FDA's Medical Officer Safety Review dated March 31, 2004,
specifically reviews the post-marketing data from countries
where Ketek had already been approved, and data from a Phase
III visual adverse event re-analysis submitted on October 17,
2003. In addition, the reviewer evaluated data from Study 5001
(an intensive monitoring study conducted in Germany) and a
five-month safety update that provided post-marketing data from
August 2003-December 2003. The reviewer also referred to the
second cycle safety review which included data from eight
additional Phase I studies, three new Phase III studies, and
post-marketing data from approximately 1 million prescriptions
for telithromycin (the generic name for Ketek) in countries
where the drug had been approved.
The safety information evaluated in the March 31, 2004,
review included post-marketing safety reports generated from an
estimated 3.7 million uses in countries where the drug was
already approved. This post-marketing data was collected in 36
countries. The majority of prescriptions were dispensed in
France and Germany (2.2 out of 3.7 million). Other countries
with more than 100,000 prescriptions dispensed included Italy,
Spain and Mexico.
In addition to review of cumulative adverse events by organ
system, the safety reviewer conducted focused reviews of
deaths, serious adverse events, hepatic toxicity, cardiac
toxicity, visual toxicity, and use in Myasthenia Gravis,
including review of individual reports.
Even with its limitations, post-marketing adverse event
reporting has proven valuable in detecting rare adverse events
that are not seen in a clinical trial database. Limitations,
such as under-reporting, were taken into account in assessing
the data derived from these reports. Experience has shown that
the full magnitude of some potential risks do not always emerge
during the mandatory clinical trials conducted before approval
to evaluate these products for safety and effectiveness. An
example in this very case was the finding of exacerbations of
Myasthenia Gravis in the post-marketing reports from countries
outside the U.S. for Ketek. These reports led to the inclusion
of a statement in the warnings section of the Ketek product
label about exacerbations of Myasthenia Gravis at the time of
approval in the U.S.
FDA's belief that valuable information can be gained from
the marketing of a drug in countries outside the U.S. is
expressed in our drug regulations, which require an NDA
applicant to provide information of foreign marketing history
at the time of an NDA submission. We can provide the Committee
with numerous examples where post-marketing adverse event
reporting data has been used to inform FDA's approval and
labeling decisions (e.g. Tindamax (tinidazole), Zonegran
(zonisamide)). In most cases, post-marketing reports from other
countries have provided evidence of toxicities that have led to
either the non-approval of the drug by FDA (e.g. Thalomid
(thalidomide), Angex (lidoflazine) or to re-labeling to include
serious adverse events (e.g. Tasmar (tolcapone), Tamiflu
(oseltamivir).
Ongoing Postmarket Surveillance. As noted previously, the
full magnitude of some potential risks does not always emerge
during the mandatory clinical trials conducted before approval.

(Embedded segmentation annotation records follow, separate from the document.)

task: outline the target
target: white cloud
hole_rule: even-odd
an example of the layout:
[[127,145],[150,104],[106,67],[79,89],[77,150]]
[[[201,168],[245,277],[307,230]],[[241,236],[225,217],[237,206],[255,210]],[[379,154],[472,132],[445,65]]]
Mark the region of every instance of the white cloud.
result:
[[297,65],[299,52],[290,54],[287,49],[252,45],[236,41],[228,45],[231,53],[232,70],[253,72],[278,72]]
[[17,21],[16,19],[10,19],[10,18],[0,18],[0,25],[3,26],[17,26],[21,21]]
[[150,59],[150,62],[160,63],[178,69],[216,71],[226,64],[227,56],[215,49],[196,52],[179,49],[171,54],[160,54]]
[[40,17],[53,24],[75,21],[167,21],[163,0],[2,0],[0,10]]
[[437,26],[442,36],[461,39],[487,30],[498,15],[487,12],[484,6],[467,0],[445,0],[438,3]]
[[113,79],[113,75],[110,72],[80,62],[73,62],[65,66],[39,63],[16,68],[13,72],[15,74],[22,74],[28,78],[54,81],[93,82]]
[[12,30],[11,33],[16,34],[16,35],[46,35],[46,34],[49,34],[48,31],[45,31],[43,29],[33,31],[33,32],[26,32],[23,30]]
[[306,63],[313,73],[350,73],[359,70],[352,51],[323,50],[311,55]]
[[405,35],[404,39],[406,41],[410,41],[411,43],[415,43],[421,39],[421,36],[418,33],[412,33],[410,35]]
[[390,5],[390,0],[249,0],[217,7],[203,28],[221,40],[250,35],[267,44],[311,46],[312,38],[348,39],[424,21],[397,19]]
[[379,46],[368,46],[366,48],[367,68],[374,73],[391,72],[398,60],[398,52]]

That is why Congress has supported, and FDA has created, a
strong post-market drug safety program designed to assess
adverse events identified after approval for all of the medical
products it regulates. This life-cycle approach is a complement
to the pre-market safety reviews required for approval of
prescription drugs. Monitoring the safety of marketed products
requires close collaboration between our clinical reviewers and
drug safety staff to evaluate and respond to adverse events
identified in ongoing clinical trials or in voluntary reports
submitted to us by health care providers and their patients, or
in mandatory reports submitted to us by manufacturers.
The evaluation of the safety of Ketek, as well as all FDA-
approved drugs, is an ongoing process. FDA continues to
evaluate spontaneous reports and consult with outside experts.
In March 2005, FDA began a comprehensive safety review of Ketek
to coincide with the completion of its first year of marketing.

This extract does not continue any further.